Embedding Models/Jina Embeddings v5 Text Small Text-Matching

Jina Embeddings v5 Text Small Text-Matching by Jina AI — 1024D

677M-parameter text-matching-targeted variant of v5-text-small. Optimized for symmetric pairwise similarity scoring, STS, paraphrase, and near-duplicate detection. 1024-dim embeddings with Matryoshka truncation. Supports 119+ languages up to 32K tokens. Available in GGUF, ONNX, and BF16 formats. Compatible with vLLM, TEI, llama.cpp, and sentence-transformers.

At a glance

Modalities

Dimensions

1K

Max tokens

33K

Parameters

677M

Price / 1M tokens

—

Type

Dense

Matryoshka dimensions

32641282565127681024

Output types

DenseLate Interaction

Language support

multilingual

Details

Release date	2026-02-18
License	CC BY-NC 4.0
Model ID	jina-embeddings-v5-text-small-text-matching
Provider	Jina AI

What You Need to Know About Jina Embeddings v5 Text Small Text-Matching

Complete Specifications for Jina Embeddings v5 Text Small Text-Matching by Jina AI

Get detailed specifications for Jina Embeddings v5 Text Small Text-Matching, including output dimensionality of 1024 dimensions, maximum input token length, supported input modalities, and pricing per million tokens. This embedding model is designed for semantic search, text classification, clustering, and retrieval-augmented generation applications where understanding the relationship between texts is essential.

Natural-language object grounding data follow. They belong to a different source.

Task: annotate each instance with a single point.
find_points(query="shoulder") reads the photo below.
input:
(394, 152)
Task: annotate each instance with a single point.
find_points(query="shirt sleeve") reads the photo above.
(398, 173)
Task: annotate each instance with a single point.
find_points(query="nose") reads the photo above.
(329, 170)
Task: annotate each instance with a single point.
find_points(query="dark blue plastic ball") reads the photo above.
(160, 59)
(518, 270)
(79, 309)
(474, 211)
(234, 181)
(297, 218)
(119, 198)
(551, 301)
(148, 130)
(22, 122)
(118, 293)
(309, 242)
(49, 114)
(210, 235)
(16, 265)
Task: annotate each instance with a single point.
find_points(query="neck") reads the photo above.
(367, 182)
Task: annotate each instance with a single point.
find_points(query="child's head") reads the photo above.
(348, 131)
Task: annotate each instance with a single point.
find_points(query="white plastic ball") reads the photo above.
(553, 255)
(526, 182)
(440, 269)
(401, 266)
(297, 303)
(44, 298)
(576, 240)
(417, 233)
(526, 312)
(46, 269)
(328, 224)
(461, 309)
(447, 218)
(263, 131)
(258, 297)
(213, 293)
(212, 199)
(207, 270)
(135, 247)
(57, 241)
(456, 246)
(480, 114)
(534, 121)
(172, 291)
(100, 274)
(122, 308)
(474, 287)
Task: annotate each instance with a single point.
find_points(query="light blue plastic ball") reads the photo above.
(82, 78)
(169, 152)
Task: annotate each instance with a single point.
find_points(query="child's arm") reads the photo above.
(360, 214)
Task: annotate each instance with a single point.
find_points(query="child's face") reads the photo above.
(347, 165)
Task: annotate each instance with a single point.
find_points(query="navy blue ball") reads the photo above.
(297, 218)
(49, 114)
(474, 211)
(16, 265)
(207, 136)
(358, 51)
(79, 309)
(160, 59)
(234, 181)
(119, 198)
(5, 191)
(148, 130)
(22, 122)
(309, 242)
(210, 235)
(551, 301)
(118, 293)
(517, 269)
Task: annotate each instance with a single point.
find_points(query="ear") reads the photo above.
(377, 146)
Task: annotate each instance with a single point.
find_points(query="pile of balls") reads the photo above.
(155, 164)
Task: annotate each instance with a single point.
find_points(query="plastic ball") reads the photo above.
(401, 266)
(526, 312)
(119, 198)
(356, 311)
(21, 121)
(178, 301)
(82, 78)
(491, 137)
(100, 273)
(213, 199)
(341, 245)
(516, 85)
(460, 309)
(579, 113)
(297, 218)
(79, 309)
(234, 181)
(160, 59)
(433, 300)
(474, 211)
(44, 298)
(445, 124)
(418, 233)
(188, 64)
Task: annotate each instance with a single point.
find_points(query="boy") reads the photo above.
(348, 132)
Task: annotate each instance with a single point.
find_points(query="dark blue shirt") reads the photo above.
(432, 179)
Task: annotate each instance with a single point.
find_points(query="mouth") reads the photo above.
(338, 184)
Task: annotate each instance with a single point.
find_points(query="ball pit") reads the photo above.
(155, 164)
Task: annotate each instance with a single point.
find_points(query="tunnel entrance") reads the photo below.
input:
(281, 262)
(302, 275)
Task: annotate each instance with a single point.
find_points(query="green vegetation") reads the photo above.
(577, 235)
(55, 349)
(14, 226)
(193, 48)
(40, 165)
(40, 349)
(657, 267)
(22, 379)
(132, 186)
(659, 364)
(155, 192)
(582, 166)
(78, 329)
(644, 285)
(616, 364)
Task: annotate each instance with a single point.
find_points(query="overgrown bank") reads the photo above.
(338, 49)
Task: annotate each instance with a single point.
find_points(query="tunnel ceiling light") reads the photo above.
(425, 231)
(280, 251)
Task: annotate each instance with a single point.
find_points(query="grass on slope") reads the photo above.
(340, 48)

Pricing and Cost Efficiency for Jina Embeddings v5 Text Small Text-Matching

Review the pricing structure for Jina Embeddings v5 Text Small Text-Matching and compare it against other embedding models from Jina AI and competitors. Understanding embedding model costs is essential when scaling vector search and RAG applications to millions of documents. We provide transparent pricing to help you budget effectively.

Use Cases and Applications for Jina Embeddings v5 Text Small Text-Matching

Explore the ideal use cases for Jina Embeddings v5 Text Small Text-Matching. Whether you are building a semantic search engine, recommendation system, document classification pipeline, or multilingual retrieval system, understanding this model's capabilities and dimensionality will help you choose the right embedding strategy for your project.